Functional Differences in MYH7b That Contribute to Distinct Biological Roles across Species and in Health and Disease

Abstract

Myosin heavy chain 7b (MYH7b) is a recently identified sarcomeric myosin gene family member that has a unique expression pattern in mammals. MYH7b protein is absent from the heart and skeletal muscle of mammals and is only expressed in specialized muscles and, surprisingly, in the inner ear and brain. Additionally, compound heterozygous mutations in MYH7b (one in the motor domain and one in the rod domain) cause hearing loss in humans by an unknown mechanism (Haraksingh et al., BMC Genomics, 2014) indicating that MYH7b has an important yet undefined role in mammalian non-muscle tissue. Intriguingly, in snakes, MYH7b protein is abundant in cardiac and skeletal muscles. Despite these divergent roles in mammals and reptiles, MYH7b shares high sequence identity between these vertebrate classes, so it is unclear how mammalian MYH7b function may deviate in non-muscle tissues from its expected sarcomeric role. To address this question, we have generated recombinant protein for human MYH7b, human MYH7b with the motor domain hearing loss mutation (D515N), and python MYH7b, and have measured their biochemical and biophysical properties.
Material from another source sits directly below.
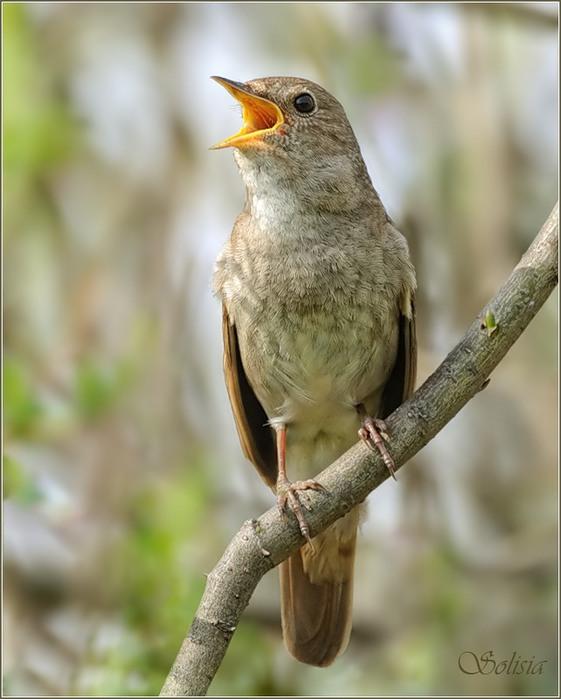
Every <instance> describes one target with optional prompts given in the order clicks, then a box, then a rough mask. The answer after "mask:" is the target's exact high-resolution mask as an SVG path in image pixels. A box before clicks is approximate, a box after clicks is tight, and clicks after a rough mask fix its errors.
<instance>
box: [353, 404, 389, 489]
mask: <svg viewBox="0 0 561 699" xmlns="http://www.w3.org/2000/svg"><path fill="white" fill-rule="evenodd" d="M358 436H359V437H360V438H361V439H362V441H363V442H364V443H365V444H366V445H367V446H368V447H370V449H372V451H377V452H379V454H380V455H381V457H382V459H383V460H384V463H385V464H386V467H387V469H388V471H389V472H390V473H391V476H392V478H393V479H394V481H396V480H397V478H396V476H395V462H394V460H393V459H392V457H391V455H390V453H389V451H388V449H387V447H386V445H385V442H387V441H388V439H389V436H388V426H387V425H386V423H385V422H384V420H381V419H380V418H373V417H370V416H368V415H367V416H366V417H364V418H363V420H362V425H361V427H360V429H359V430H358Z"/></svg>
We have observed differences in the steady-state actin-activated ATPase activities and actin translocation as assessed by in vitro motility assays between these three recombinant proteins. Comparing the motor activity of human MYH7b and python MYH7b provides both an evolutionary perspective and functional analysis of highly conserved myosins that operate in different cell types. Further, comparing the function of human wild type MYH7b and D515N MYH7b provides greater insight into the etiology of human hearing loss.